Of the two, Kingston believes that North Korea is presently at the forefront of Tokyo's thinking when it comes to the Izumo warships.

"Japan is clearly very anxious about the threat posed by North Korea, which fired 20 missiles in 2017," he said. "The feeling is that Japan needs to beef up its anti-missile defenses at home, as well as have the ability to strike at targets in North Korea if there is a direct threat to Japan.

"And the argument is that an aircraft carrier that would be tasked with carrying out a pre-emptive attack on targets inside North Korea, would be acting defensively because it would be protecting Japan," he said.

Kingston dismisses China's objections to Japan deploying aircraft carriers.

"Japan will say — quite rightly — that it lives in a dangerous neighborhood, that it cannot continue to bury its head in the sand of unilateral pacifism and that it exists in a very different threat environment than it did in the 20th century," he said.

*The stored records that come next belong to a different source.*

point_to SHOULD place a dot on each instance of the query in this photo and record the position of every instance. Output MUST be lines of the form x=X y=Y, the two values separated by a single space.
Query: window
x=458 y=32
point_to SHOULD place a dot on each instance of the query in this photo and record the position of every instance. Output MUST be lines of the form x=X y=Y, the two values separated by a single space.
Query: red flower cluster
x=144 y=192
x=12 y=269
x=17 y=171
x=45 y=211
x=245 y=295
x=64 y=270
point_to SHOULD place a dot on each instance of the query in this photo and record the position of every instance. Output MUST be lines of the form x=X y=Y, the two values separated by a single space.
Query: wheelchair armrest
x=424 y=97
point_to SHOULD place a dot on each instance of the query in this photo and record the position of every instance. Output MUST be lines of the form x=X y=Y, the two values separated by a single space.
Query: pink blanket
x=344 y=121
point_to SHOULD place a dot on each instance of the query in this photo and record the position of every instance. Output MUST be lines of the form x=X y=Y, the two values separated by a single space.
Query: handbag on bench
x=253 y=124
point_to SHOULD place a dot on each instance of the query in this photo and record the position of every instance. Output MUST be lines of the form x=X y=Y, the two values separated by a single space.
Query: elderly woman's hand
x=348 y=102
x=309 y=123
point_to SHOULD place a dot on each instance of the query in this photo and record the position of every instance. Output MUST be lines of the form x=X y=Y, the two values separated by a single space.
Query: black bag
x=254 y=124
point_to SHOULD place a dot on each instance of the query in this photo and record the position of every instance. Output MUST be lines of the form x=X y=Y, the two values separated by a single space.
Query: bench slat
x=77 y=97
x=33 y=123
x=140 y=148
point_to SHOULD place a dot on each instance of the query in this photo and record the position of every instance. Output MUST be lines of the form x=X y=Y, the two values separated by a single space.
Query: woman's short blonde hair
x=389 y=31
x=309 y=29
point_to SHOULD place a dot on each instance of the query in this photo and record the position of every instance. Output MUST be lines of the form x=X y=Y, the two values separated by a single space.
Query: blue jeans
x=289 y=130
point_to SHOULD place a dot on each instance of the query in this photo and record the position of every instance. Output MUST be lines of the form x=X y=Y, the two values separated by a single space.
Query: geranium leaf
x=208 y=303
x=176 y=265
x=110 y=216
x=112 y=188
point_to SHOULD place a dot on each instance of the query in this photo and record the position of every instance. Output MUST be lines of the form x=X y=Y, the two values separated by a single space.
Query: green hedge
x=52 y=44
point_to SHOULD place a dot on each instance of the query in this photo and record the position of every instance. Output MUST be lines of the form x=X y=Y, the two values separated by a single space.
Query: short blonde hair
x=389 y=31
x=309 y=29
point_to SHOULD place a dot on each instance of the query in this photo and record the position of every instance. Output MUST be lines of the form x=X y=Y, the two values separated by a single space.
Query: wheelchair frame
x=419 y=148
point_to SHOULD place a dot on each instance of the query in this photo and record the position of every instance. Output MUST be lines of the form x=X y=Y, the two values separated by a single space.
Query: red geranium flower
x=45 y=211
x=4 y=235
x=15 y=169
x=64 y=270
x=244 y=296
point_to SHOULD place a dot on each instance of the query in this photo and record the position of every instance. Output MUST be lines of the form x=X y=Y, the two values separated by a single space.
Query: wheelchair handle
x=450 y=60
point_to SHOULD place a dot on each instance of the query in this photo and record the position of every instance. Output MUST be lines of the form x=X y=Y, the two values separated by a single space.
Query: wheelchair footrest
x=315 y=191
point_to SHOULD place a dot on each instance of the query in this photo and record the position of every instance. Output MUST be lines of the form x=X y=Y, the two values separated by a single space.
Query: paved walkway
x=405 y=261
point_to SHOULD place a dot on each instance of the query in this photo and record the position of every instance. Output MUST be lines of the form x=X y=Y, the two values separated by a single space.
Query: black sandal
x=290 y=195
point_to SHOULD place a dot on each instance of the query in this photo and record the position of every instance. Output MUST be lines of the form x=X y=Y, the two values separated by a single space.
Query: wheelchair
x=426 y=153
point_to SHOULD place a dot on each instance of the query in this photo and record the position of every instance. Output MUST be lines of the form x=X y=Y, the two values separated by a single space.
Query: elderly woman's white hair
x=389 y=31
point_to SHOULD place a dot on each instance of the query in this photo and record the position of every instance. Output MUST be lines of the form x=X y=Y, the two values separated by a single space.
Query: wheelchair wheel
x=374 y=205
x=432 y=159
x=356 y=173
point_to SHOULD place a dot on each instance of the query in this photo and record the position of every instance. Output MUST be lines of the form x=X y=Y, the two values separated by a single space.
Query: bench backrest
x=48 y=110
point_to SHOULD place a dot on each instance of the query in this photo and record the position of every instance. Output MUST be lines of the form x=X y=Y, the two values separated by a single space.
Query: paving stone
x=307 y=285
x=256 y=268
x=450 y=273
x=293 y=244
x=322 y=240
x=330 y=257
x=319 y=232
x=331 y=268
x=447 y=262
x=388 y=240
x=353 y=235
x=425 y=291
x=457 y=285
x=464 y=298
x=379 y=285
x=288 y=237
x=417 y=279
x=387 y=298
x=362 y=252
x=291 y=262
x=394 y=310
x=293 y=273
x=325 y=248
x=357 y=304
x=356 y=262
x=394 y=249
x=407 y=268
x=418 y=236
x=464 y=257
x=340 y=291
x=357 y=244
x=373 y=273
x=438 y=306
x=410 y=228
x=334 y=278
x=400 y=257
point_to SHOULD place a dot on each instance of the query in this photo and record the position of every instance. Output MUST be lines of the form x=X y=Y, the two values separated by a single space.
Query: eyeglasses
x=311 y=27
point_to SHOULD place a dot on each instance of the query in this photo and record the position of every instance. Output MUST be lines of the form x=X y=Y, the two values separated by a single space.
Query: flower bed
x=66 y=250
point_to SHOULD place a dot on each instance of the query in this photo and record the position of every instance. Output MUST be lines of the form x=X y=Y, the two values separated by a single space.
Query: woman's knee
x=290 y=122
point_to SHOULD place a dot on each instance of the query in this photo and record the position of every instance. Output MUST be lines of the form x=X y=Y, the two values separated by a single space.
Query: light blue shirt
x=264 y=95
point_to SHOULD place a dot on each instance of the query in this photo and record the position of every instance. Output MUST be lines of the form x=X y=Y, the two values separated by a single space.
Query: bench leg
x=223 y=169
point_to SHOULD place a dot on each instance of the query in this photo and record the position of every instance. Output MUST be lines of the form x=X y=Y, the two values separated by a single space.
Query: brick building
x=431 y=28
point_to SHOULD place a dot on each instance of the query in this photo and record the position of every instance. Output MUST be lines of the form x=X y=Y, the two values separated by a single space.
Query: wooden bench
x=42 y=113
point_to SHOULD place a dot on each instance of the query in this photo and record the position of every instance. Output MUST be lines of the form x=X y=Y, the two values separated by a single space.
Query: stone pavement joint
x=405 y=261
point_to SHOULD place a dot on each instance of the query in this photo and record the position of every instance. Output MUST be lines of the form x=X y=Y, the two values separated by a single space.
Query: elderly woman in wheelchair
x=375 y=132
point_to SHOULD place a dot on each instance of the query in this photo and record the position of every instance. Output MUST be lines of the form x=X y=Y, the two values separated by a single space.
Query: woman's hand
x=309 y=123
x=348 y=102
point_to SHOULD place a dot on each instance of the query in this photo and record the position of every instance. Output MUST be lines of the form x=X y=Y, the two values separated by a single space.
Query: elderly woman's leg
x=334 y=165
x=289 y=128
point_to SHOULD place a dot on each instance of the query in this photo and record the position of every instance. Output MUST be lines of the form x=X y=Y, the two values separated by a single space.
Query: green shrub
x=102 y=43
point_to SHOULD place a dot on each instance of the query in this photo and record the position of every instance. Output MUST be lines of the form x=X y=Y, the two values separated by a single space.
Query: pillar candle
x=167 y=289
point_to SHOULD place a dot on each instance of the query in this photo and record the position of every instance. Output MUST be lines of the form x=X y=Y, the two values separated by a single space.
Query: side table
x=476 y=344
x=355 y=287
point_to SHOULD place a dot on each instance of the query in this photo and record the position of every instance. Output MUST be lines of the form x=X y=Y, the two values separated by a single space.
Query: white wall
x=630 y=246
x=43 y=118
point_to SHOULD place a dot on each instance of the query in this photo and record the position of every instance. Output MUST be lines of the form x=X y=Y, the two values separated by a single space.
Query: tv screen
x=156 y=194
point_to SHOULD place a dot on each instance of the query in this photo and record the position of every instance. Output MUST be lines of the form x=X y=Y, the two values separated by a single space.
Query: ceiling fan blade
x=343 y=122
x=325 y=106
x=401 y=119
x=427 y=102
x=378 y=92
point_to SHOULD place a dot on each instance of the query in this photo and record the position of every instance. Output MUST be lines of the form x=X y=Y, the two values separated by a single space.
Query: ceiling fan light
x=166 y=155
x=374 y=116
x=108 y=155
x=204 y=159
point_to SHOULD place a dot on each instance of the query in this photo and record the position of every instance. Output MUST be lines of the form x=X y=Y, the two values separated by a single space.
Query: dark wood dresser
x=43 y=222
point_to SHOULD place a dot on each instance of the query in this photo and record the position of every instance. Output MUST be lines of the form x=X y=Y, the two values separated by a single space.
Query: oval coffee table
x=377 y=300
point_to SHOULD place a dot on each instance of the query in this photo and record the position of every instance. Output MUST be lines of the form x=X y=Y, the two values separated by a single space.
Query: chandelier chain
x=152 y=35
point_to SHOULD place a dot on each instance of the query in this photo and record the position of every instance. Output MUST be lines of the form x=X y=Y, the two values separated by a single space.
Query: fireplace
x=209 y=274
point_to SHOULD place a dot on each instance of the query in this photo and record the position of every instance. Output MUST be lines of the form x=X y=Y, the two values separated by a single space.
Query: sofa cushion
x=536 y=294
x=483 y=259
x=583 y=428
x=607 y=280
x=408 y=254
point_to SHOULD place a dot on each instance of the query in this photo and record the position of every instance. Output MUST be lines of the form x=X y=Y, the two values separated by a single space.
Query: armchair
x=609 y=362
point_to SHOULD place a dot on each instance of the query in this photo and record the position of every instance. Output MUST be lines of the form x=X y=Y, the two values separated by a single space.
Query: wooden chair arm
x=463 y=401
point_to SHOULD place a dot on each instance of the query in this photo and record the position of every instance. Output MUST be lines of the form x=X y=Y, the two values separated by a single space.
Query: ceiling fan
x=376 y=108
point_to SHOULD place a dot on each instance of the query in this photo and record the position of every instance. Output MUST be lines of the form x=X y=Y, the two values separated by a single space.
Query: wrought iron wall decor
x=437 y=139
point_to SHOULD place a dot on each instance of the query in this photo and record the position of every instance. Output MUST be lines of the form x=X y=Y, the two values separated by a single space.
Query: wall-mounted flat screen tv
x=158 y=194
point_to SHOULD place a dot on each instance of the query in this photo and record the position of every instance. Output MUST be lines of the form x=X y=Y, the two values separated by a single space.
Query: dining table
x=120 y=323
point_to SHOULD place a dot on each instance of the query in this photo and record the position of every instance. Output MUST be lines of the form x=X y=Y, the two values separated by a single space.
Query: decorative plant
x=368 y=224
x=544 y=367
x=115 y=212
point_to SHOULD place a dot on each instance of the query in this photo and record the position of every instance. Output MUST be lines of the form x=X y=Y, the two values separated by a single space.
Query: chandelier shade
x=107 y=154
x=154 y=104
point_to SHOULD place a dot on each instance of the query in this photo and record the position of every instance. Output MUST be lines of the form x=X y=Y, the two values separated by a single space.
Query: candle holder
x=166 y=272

Read more: Japan approves record draft defense budget amid North Korea threat

'China cannot complain'

"China cannot complain; it is developing its own aircraft carrier capabilities and its military budget has seen double-digit growth rates for the last 20 years or so and presently stands at about three times that of Japan," Kingston pointed out.

Stephen Nagy, a senior associate professor of international relations at Tokyo's International Christian University, believes that the Japanese government will do everything in its power to portray any enhancement in the ships' capabilities as defensive in nature.

"The question of 'projection of power' is largely a matter of semantics at this point, but the fact is that if they go ahead then the vessels will be able to launch fighter aircraft," said Nagy, who is also a fellow of the Asia Pacific Foundation of Canada. "So they are walking a very fine line between defensive and offensive power."

And that ambiguity is "going to create further tensions in the region, most notably with China," Nagy told DW.